Saving the world does not always require super powers, fighting abilities, or a cape. Sometimes it just requires residents to use safety equipment to keep their adopted rain gardens clean and safe.

The SFPUC’s Rain Guardians Program enables San Francisco residents or businesses to become “guardians” of the City’s new rain gardens by keeping them free of trash and debris.

Cesar Chavez Rain Garden: Community volunteer, Karen Rhodes, cleaning a rain garden on Cesar Chavez Street.

Rain gardens are a green infrastructure feature that take advantage of the natural processes of soils and plants in order to slow down and clean stormwater and keep it from overwhelming the San Francisco’s sewer system. Rain gardens are typically depressed below the street level so that stormwater can easily flow in and be treated by the soils and plants; this also means they have a tendency to collect debris and trash year-round. Rain Guardians will regularly remove trash from their rain garden and report any other issues.

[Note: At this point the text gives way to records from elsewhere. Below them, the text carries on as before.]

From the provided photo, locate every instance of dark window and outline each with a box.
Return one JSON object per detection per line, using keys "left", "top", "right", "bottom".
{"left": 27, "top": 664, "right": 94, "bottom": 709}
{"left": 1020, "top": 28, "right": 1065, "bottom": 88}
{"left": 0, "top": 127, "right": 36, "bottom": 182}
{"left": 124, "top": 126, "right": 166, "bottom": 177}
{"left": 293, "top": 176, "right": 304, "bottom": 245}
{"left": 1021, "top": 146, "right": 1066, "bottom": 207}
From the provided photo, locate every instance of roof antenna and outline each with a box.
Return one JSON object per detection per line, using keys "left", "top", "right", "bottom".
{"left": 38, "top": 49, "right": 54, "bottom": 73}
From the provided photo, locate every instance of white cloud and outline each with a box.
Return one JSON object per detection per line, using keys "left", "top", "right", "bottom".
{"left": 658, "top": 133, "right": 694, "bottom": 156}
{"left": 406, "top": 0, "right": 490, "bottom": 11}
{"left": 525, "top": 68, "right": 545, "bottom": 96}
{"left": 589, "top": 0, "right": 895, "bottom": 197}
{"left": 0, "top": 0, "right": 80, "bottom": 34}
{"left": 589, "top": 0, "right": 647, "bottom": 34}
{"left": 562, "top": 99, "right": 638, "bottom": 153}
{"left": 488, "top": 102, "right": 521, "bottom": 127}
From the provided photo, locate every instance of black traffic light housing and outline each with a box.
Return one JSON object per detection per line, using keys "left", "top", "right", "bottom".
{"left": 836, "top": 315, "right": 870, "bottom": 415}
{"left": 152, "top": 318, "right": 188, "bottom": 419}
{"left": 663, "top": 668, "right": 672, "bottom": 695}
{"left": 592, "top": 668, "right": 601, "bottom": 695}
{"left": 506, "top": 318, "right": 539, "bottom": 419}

Rain Guardians Program: do’s and don’ts of cleaning a rain garden. SFPUC staff demonstrate the correct way to clean a rain garden.

The SFPUC advises to follow these guidelines:

  • DO pick up trash and debris from the sidewalk. If necessary, carefully clean from within the rain garden – avoid trampling plants!
  • DO pick up trash before and after rain storms.
  • DO put leaves and other natural material in the green compost bin and trash in the black garbage bin, if possible.
  • DO wear reflective clothing so vehicles can see you.
  • DO always wear gloves, use a trash picker as much as possible, and be careful of sharp objects.
Rain Guardians Program: do’s and don’ts of cleaning a rain garden. SFPUC staff demonstrate improper cleanup practices.

The SFPUC highly urges residents not to do these things:

  • DON’T pick up trash from the roadway.
  • DON’T weed the rain gardens – many of the drought-tolerant native plants may look like weeds.
  • DON’T plant any extra plants in the rain gardens – plants are specially chosen to survive in the rain gardens and treat stormwater.
  • DON’T pick up medical waste or needles, construction debris, toxic materials, or large objects. Please report it to the City’s Customer Service Center, SF311.org on the web, SF311 app, or dial 3-1-1.

San Francisco residents can become a rain guardian by signing up online to adopt a rain garden and keep their neighborhood beautiful and safe.